ABSTRACT

In this work, methods for the identification of walkers based on
measurements by a pressure-sensitive floor were studied and
developed. A 100 square meter pressure-sensitive floor was covered
with ElectroMechanical (EMFi) material and used as part of a smart
room in a research laboratory. Single footsteps were segmented from
the raw data and featurized to train the classification models. Two
different classification methods were studied: Learning Vector
Quantization (LVQ) and discrete Hidden Markov Models (HMM). The
features used in identification were mainly based on the extreme
points of the signal, such as heel strike and toe-off peak, and their
interrelations. The amplitude spectrum values from the frequency level
presentation were also used as features.

In LVQ, the classification is based on a codebook consisting of a
finite set of codebook vectors assigned to every class. The
initialized codebook is trained with featurized training footsteps to
describe the class boundaries in the feature space. Finally, an
unknown sample is classified to the closest codebook vector. In HMM
classification, a single footstep is presented as a sequence of
temporally variable feature vectors, called observations. These
sequences are encoded as discrete symbols using a trained LVQ
codebook. HMMs are initialized for every class and trained with
sequences of observed symbols. An unknown observation sequence is
classified to the most probabilistic model.
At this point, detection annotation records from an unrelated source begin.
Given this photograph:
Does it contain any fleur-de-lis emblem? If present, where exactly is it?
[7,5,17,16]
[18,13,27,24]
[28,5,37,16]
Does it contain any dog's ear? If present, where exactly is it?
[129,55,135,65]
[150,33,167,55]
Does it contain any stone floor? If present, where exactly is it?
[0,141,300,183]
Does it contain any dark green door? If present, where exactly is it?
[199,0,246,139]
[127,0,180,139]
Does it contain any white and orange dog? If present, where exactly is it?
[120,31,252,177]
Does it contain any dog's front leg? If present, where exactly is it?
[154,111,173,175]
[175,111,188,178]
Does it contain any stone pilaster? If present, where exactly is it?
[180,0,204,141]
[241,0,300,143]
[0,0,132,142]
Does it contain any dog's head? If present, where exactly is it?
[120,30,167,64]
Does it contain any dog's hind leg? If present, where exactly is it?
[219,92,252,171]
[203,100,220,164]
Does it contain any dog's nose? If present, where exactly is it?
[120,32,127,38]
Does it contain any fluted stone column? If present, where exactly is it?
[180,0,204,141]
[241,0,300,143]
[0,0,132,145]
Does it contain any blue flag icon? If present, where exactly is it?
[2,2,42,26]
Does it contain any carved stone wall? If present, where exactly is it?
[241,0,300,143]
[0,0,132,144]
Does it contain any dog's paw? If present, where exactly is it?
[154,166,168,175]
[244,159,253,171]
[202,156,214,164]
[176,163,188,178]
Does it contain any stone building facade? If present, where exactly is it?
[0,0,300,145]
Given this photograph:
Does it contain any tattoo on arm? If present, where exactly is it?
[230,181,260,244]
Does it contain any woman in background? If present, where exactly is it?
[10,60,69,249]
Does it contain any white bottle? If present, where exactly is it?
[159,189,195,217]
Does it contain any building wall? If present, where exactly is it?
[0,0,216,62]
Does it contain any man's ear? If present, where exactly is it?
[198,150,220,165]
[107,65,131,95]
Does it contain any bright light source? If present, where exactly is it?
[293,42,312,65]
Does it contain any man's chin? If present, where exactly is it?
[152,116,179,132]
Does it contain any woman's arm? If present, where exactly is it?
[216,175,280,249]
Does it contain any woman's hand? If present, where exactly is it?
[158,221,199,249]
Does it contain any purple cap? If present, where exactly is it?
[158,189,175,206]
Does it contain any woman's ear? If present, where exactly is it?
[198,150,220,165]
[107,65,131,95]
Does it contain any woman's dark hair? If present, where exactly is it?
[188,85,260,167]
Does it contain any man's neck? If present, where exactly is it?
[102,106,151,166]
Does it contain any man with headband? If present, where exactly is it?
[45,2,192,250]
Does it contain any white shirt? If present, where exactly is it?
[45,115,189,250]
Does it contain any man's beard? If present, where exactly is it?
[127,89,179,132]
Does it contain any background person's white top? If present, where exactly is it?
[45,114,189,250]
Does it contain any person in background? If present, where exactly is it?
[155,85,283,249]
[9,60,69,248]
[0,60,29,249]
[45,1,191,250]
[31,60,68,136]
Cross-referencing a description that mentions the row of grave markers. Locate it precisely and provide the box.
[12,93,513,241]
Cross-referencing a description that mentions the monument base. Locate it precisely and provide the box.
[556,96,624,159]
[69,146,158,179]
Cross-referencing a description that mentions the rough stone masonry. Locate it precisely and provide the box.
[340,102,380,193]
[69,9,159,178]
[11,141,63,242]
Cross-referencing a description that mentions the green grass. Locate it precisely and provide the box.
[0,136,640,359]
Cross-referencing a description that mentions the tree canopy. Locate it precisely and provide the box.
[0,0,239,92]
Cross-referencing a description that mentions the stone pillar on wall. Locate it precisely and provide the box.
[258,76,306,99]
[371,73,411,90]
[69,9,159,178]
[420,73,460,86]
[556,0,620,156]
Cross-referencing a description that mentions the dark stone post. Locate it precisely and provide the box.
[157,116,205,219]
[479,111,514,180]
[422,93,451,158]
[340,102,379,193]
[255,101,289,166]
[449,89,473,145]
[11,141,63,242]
In addition, extended versions of LVQ learning algorithms were studied
to increase the reliability and adaptiveness of the identification
systems. A distinction-sensitive LVQ (DSLVQ), which is able to
automatically detect the most informative features during the training
of the codebook, was applied to footstep identification. Furthermore,
a two-level identification method developed in this project was
proposed. It uses three consecutive footsteps and a reject option to
make a final decision on classification.

LVQ showed a 67% overall success rate in classifying single footsteps
of 11 different walkers, while HMM was able to identify 52%
correctly. When the number of occupants was decreased to five, the
total recognition rates were much more reliable, 91% and 84% for LVQ
and HMM, respectively. DSLVQ was able to select the most relevant
features, which increased the recognition rate up to 70% in
identification tests of 11 persons. The reject-optional two-level
classifier gave very promising results with a recognition rate of 90%
and a rejection rate of 20% in identifying eleven walkers. The results
show that it is possible to recognize a small number of occupants from
the pressure signals of walking steps as part of an intelligent
environment.

Keywords: intelligent environment, gait-based identification,
pressure-sensitive floor, LVQ, HMM, pattern classification